Ms. Shange’s other 15 plays include “A Photograph: A Study of Cruelty” (1977), “Boogie Woogie Landscapes” (1977), “Spell No. 7” (1979) and “Black and White Two Dimensional Planes” (1979).
Her list of published works includes 19 poetry collections, six novels, five children’s books and three collections of essays. Some of her novels are “Sassafrass, Cypress, and Indigo” (1982) and “Some Sing, Some Cry,” with her sister, Ifa Bayeza. Her poetry collections include “I Live in Music” (1994) and “The Sweet Breath of Life: A Poetic Narrative of the African-American Family” (2004). She appeared in an episode of “Transparent” and helped narrate the 2002 documentary “Standing in the Shadows of Motown.”
She worked with such black theater companies as the Lorraine Hansberry Theatre in San Francisco; the New Freedom Theater in Philadelphia; Crossroads Theatre Company in New Brunswick, N.J.; St. Louis Black Rep; Penumbra Theatre in St. Paul, Minn.; and The Ensemble Theatre in Houston, Texas.

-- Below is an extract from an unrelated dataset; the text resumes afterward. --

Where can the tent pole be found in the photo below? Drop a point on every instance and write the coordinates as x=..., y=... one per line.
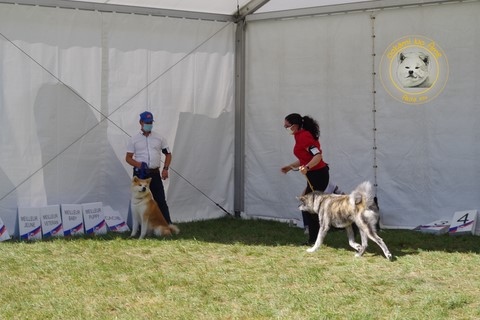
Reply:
x=239, y=160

Ms. Shange taught at Brown University, Rice University, Villanova University, DePaul University, Prairie View University and Sonoma State University. She also lectured at Howard, Yale and New York universities, among others.
In addition to her daughter and sister, Ms. Shange is survived by another sister, Bisa Williams; a brother, Paul T. Williams Jr.; and a granddaughter, Harriet Shange-Watkins.